I’ve wrestled with this long enough. Time to write it.
I’ve had a few people say to me that God is more interested in who I am, who we ARE as individuals, than he is interested in what I or WE as individuals do.
It’s true, of course. But there’s a nuance to be considered when it comes to calling.
It’s simply this: in terms of calling, what a person does IS who they are. If a person serves God to the exclusion of other things, their DOING is inherently part of their BEING.
I cannot overemphasise this matter.
Now, of course, it is also true—just to bring in and hold tensions that are there—that is opposites that are equally true—as in ‘both/and’ truths—it is also true that our identity in Christ far surpasses DOING. It really does. God’s less interested in what we do “for God” than our loving others, for one instance, and I’d cite Matthew 5:23-24 as the prooftext there.
BUT—in an article like this there are always buts.
If a person has a genuine calling of God on their life, they will not be able to refuse that call. They can try all they like, and I can tell you personally, I’ve tried to head toward Tarshish very many times, but neither God nor wise ones around me allowed that to happen. They said, “You need to repent and make turn for Nineveh.” Leaving my calling never stuck.
I’d go so far as to say that when you’ve got a calling of God on your life, you can be cast out by “man,” but you can’t be cast out of your calling. What I mean is “men” may cast you out, but God never does.
I know there are people who feel called but who may not serve well, or who may even do harm and think they’re helping. Repentance is the sign of the called. A heart that says, “If I do any wrong, I will repent, seek to make restitution, and restore people and situations.” That’s actually a hallmark of the calling of God in my view, because what’s inherent to calling is the commitment to ‘do no [more] harm’.
But the thrust of this article on calling is the person IS what they do. Their being is in WHAT they’re doing. They are highly operational. Their intent is set on making a tangible difference, which in ministry terms is often a tangibility delivered in intangible ways.
Not least a person called of God shows their call by DOING, given that their BEING is judged by others and God by how they lived their life, what they DID and how they did it, especially in terms of holiness, faith, and repentance.

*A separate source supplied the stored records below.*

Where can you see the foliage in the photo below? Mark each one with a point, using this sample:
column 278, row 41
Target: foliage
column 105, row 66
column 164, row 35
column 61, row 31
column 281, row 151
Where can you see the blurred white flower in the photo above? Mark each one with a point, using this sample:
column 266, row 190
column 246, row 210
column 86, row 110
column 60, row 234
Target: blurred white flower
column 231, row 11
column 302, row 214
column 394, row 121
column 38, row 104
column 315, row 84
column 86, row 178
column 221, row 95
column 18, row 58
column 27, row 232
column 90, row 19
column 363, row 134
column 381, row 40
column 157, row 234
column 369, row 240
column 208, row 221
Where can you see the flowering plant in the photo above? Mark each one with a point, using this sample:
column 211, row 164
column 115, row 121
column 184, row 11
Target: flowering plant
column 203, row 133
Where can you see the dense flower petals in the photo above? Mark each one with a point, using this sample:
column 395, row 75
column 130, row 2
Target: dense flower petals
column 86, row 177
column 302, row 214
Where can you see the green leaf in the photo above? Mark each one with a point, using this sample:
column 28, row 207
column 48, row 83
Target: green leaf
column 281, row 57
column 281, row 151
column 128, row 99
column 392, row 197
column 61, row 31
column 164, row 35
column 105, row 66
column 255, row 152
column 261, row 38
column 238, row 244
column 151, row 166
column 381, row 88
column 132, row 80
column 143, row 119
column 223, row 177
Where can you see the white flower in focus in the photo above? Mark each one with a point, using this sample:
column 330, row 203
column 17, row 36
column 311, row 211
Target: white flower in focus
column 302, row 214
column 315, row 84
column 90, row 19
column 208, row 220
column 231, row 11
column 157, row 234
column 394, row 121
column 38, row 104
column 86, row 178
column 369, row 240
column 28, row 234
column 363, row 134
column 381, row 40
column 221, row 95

This is what happens when a person prays the prayer, “Lord, having recognised Your call on my life, my life is Yours now, I pledge to do everything to follow You.” One could argue that this calling is every Christian’s domain, yet how few take it seriously.
But the one who hears from God, the one who is affirmed by wise others, the one who is affirmed by called others, the gifted one, receives that call because they cannot deny it.
Such a person will always find a way to serve their God.
“... as for me and my house, we will serve the Lord.”